IPv6 Nameserver Monitor
Mobile carriers, large CDNs, and a growing share of consumer ISPs serve traffic over IPv6 first or IPv6-only. A nameserver without an AAAA record can't be reached from those networks — and DNS resolution failures cascade into everything else. This check confirms each of your nameservers has IPv6.
What we check
We fetch the zone's NS records, then for each nameserver hostname we query its AAAA records. A nameserver passes if it returned at least one AAAA record.
Why it matters
IPv6-only resolvers are a real and growing population.
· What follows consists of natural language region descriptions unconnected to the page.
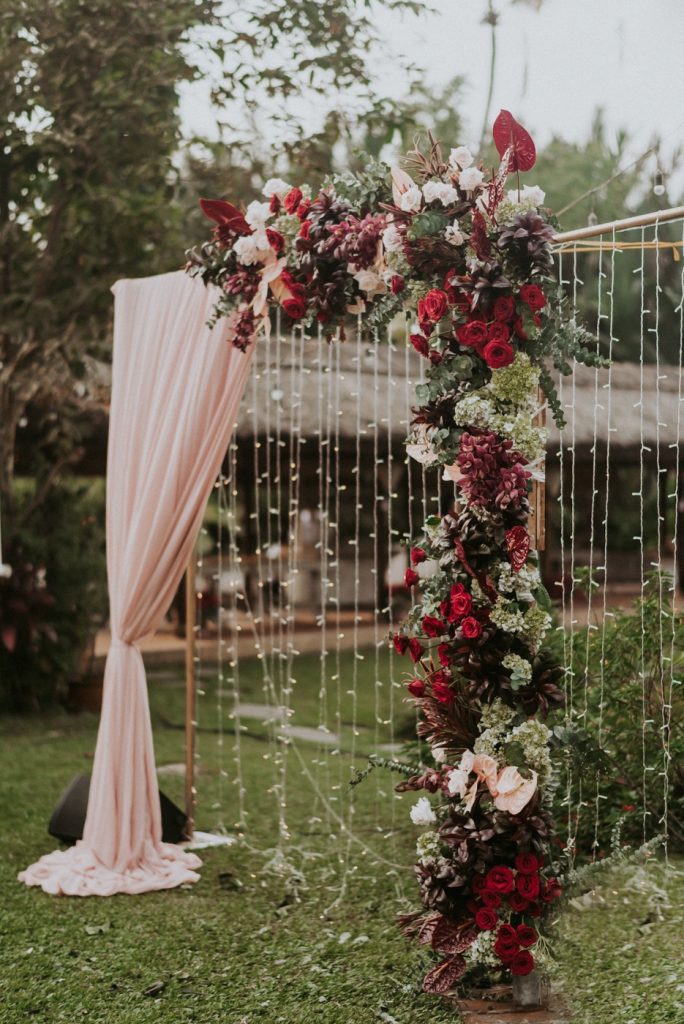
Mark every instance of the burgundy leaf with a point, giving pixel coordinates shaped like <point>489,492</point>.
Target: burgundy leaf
<point>478,238</point>
<point>442,977</point>
<point>225,214</point>
<point>452,939</point>
<point>509,133</point>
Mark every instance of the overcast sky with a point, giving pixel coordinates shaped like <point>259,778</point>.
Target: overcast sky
<point>555,66</point>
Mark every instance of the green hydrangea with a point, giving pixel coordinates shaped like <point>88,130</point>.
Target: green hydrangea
<point>428,846</point>
<point>520,668</point>
<point>533,738</point>
<point>517,382</point>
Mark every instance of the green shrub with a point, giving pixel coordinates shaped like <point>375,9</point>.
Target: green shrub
<point>55,598</point>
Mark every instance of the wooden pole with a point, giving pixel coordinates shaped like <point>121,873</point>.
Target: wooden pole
<point>190,691</point>
<point>642,220</point>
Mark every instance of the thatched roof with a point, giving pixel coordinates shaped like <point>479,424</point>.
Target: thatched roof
<point>282,394</point>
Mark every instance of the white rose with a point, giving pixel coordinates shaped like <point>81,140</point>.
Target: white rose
<point>392,239</point>
<point>461,156</point>
<point>411,200</point>
<point>439,190</point>
<point>454,235</point>
<point>533,194</point>
<point>422,813</point>
<point>257,214</point>
<point>247,249</point>
<point>275,186</point>
<point>370,282</point>
<point>457,780</point>
<point>471,178</point>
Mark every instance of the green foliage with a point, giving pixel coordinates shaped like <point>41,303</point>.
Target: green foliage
<point>627,689</point>
<point>56,597</point>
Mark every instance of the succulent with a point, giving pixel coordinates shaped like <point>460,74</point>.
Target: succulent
<point>526,243</point>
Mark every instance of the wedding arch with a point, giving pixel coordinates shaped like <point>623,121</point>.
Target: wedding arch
<point>474,264</point>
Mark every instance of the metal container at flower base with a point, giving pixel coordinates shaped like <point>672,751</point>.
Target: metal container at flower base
<point>527,989</point>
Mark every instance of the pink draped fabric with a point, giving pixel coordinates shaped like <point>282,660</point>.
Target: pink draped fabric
<point>175,391</point>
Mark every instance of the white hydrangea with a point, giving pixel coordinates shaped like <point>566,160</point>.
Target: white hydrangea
<point>275,186</point>
<point>411,201</point>
<point>510,582</point>
<point>461,157</point>
<point>454,235</point>
<point>497,716</point>
<point>533,738</point>
<point>422,813</point>
<point>537,625</point>
<point>471,178</point>
<point>428,846</point>
<point>439,192</point>
<point>474,411</point>
<point>250,248</point>
<point>508,617</point>
<point>520,667</point>
<point>257,214</point>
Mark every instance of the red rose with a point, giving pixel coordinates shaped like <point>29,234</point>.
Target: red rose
<point>500,880</point>
<point>295,306</point>
<point>444,653</point>
<point>303,208</point>
<point>552,890</point>
<point>473,334</point>
<point>432,627</point>
<point>504,308</point>
<point>411,578</point>
<point>400,643</point>
<point>517,902</point>
<point>435,304</point>
<point>485,919</point>
<point>420,344</point>
<point>498,332</point>
<point>292,200</point>
<point>461,603</point>
<point>478,884</point>
<point>415,649</point>
<point>527,863</point>
<point>526,936</point>
<point>527,886</point>
<point>498,354</point>
<point>519,329</point>
<point>275,241</point>
<point>522,963</point>
<point>532,296</point>
<point>470,628</point>
<point>442,692</point>
<point>507,945</point>
<point>416,687</point>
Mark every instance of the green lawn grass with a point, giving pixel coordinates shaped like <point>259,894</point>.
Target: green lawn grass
<point>253,941</point>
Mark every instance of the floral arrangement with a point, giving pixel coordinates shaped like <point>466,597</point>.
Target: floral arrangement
<point>469,262</point>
If your authoritative nameservers don't all have AAAA records, every cold lookup from those resolvers either fails or falls back to a more distant translator, adding latency and a dependency on infrastructure you don't control.
Most managed DNS providers (Cloudflare, Route 53, Google Cloud DNS) publish AAAA on every nameserver by default. A failure here usually points at an outdated NS record list rather than a missing AAAA on the provider's side.
Status outcomes
Every nameserver has at least one AAAA record.
Some nameservers have AAAA records and some don't.
None of the nameservers expose IPv6.
The zone has no NS records.
How to fix
Add AAAA records to the nameserver hostnames missing one, or move the zone to a provider that publishes AAAA on its nameservers. Confirm the new records are visible from a public resolver (dig AAAA ns1.example.com) before declaring the fix done.